About 60 members of the Brays Oaks Management District community came to meeting at Fondren Middle School on January 26, armed with questions about the impending Fondren Corridor Reconstruction Project.
Houston City Councilman Larry V. Green of District K kicked off the meeting after one Fondren Middle School student spoke about public safety issues and auto-pedestrian accidents along the major thoroughfare.
Most of the questions from the audience concerned drainage issues and flooding mitigation, but others addressed lighting, sidewalks, crosswalk signals, the preservation of trees in the median, access to businesses facing Fondren, and traffic cutting through residential neighborhoods during construction.
The Capital Improvement Project is one of several components of the ReBuild Houston Program within the city’s Department of Public Works and Engineering. The design phase began in 2015 for widening a 2.2-mile stretch of Fondren from four lanes to six between West Airport and South Braeswood Boulevards. Room for the expansion would be taken from the median, and sidewalks would be widened to six feet. Construction is set to occur in 2018 and 2019 and completion is estimated for 2020 or 2021.
The design renderings on display in the school’s auditorium lobby are “not set in stone,” Green said, emphasizing that the purpose of the meeting was to get public input so problem areas could be identified and addressed, and a follow-up meeting would ensue.
Carol Haddock, Senior Assistant Director in PWE, answered most of the audience’s questions, and assured them that at least two lanes of the roadway would always be open during construction.
“It is our desire to minimize disruption––even though construction itself is disruptive,” Haddock said. She emphasized that the reconstruction project was designed to bring existing lighting and traffic signals up to code and for the roadway to endure “for another 50 years.”
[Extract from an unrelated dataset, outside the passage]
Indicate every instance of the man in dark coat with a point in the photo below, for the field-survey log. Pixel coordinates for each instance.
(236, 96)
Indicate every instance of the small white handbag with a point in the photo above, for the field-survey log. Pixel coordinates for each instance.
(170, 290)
Due to her background working with the Harris County Flood Control District, Haddock said she understood the need to address Fondren’s drainage problems, which is a key part of the project. Some of that flood mitigation would have to be handled with larger underground drainage pipes and by utilizing detention areas. She said the PWE team would continue working with the Flood Control District to coordinate efforts and already meets with them once a month.
When a question was raised about the brightness of LED streetlights causing nighttime glare and a potential safety hazard, Houston City Councilman Larry V. Green of District K said now is the time to talk about upgrades and changes. He suggested the Brays Oaks Management District Beautification Committee might be able to find the funding for lighting upgrades.
He also suggested that the problem of drivers speeding through residential areas to bypass construction might be alleviated by petitioning the Fondren Neighborhood Traffic Management Program to provide speed cushions.
Five intersections along the project site will benefit from new signals, pedestrian ramps, and a reduction in congestion, according to PWE plans. Those include West Bellfort, Portal, Creekbend and Willowbend, Dumfries, and South Braeswood.
ReBuild Houston is a funding source approved by Houston voters in 2010 and takes a “pay-as-you-go” approach to infrastructure improvement projects instead of accruing more debt, explained Rob Lazaro, ReBuild Houston Executive. The program employs a data-driven system to decide which areas have the most urgent need for improvement projects, he added.